Canada’s BIT with China excludes from both ISDS and state−state dispute settlement Canadian decisions regarding admission of an investment pursuant to review or national security review under the Investment Canada Act. However, the arbitration in Global Telecom Holding v. Canada demonstrates that even an IIA that appears to exclude foreign investment (i.e., screening) decisions from the scope of ISDS (as does the BIT between Egypt and Canada) may be held to apply to such a decision: in that case, a refusal to allow the acquisition by an Egyptian company of voting control of a joint venture with a Canadian company.[8]

The application to screening of Australia’s various investment-related agreements with China is subject to further jurisdictional uncertainty. Although RCEP has no ISDS mechanism, both the BIT signed between the two countries in 1988 and the PTA signed in 2015 allow for ISDS in certain circumstances. The latter agreement (known as “ChAFTA”) contains few substantive investment disciplines and restricts ISDS to national treatment. However, under the BIT, some debate exists as to whether the allowance for ISDS regarding “the amount of compensation payable” under the expropriation provision in Article VIII may encompass a determination of whether an expropriation has actually occurred. Moreover, on one reading of the BIT, Chinese ISDS claims against Australia pursuant to the ICSID Convention could extend to alleged breach of a range of provisions.[9]

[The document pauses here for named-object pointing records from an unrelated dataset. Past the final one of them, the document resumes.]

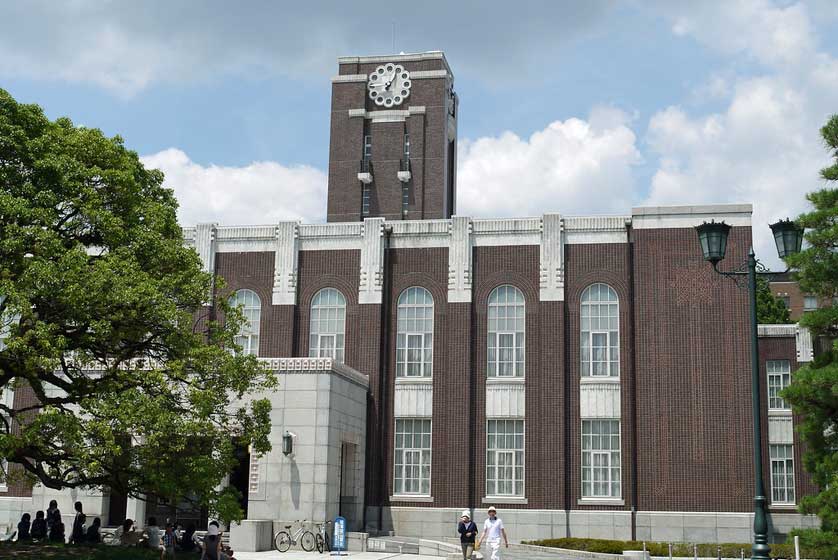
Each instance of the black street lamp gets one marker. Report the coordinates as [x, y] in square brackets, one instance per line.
[713, 238]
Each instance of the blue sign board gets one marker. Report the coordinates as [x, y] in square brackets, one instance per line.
[339, 535]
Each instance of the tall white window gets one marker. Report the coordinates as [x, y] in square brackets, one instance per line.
[505, 458]
[328, 324]
[251, 306]
[782, 473]
[779, 377]
[601, 459]
[415, 338]
[413, 456]
[600, 338]
[506, 344]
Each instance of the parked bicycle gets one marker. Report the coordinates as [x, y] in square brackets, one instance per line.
[322, 538]
[284, 540]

Countries such as the United States that have no IIA with China obviously face minimal risks of an investment treaty claim with respect to screening of Chinese investments. The 2020 “Phase One” agreement between the United States and China does not affect either party’s screening of inward foreign investment. However, other international obligations such as those arising under WTO agreements (e.g., with respect to commercial presence under the General Agreement on Trade in Services [GATS] or performance requirements under the Agreement on Trade-Related Investment Measures) could create concerns for WTO members’ screening, including as regards China. The potential for a WTO dispute might depend, for example, on the scope of the Member’s relevant GATS commitments and MFN exemptions.

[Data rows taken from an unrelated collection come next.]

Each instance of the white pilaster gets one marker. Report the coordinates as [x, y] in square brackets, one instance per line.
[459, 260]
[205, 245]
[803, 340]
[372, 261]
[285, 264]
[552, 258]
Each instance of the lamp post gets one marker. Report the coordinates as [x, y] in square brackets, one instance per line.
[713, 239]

The rise of China as an important outward investor in the 21st century, the transformation of its global political and economic status, and the escalation of its policy under the leadership of Xi Jinping have been significant—though not the only—drivers of the spread and tightening of investment screening, especially among developed democracies. These policy responses to the perceived challenge from China, in turn, have extensive political, economic, and legal implications. Politically, they have been perceived in China as part of a wider, coordinated attempt to “keep China down”; in specific cases, they have contributed to sharp deteriorations in bilateral diplomatic relations with China. Economically, although measuring the impact of raising barriers to Chinese investment in critical infrastructure, technology, and personal data-intensive sectors is challenging, critics argue that the costs have been disproportionately high and that there are more effective ways of managing the risks associated with Chinese FDI. Legally, while screening mechanisms generally avoid explicit discrimination based on investor origin, the legacy of an extensive network of international investment agreements creates growing risks of international litigation on increasingly controversial matters of vital national interest.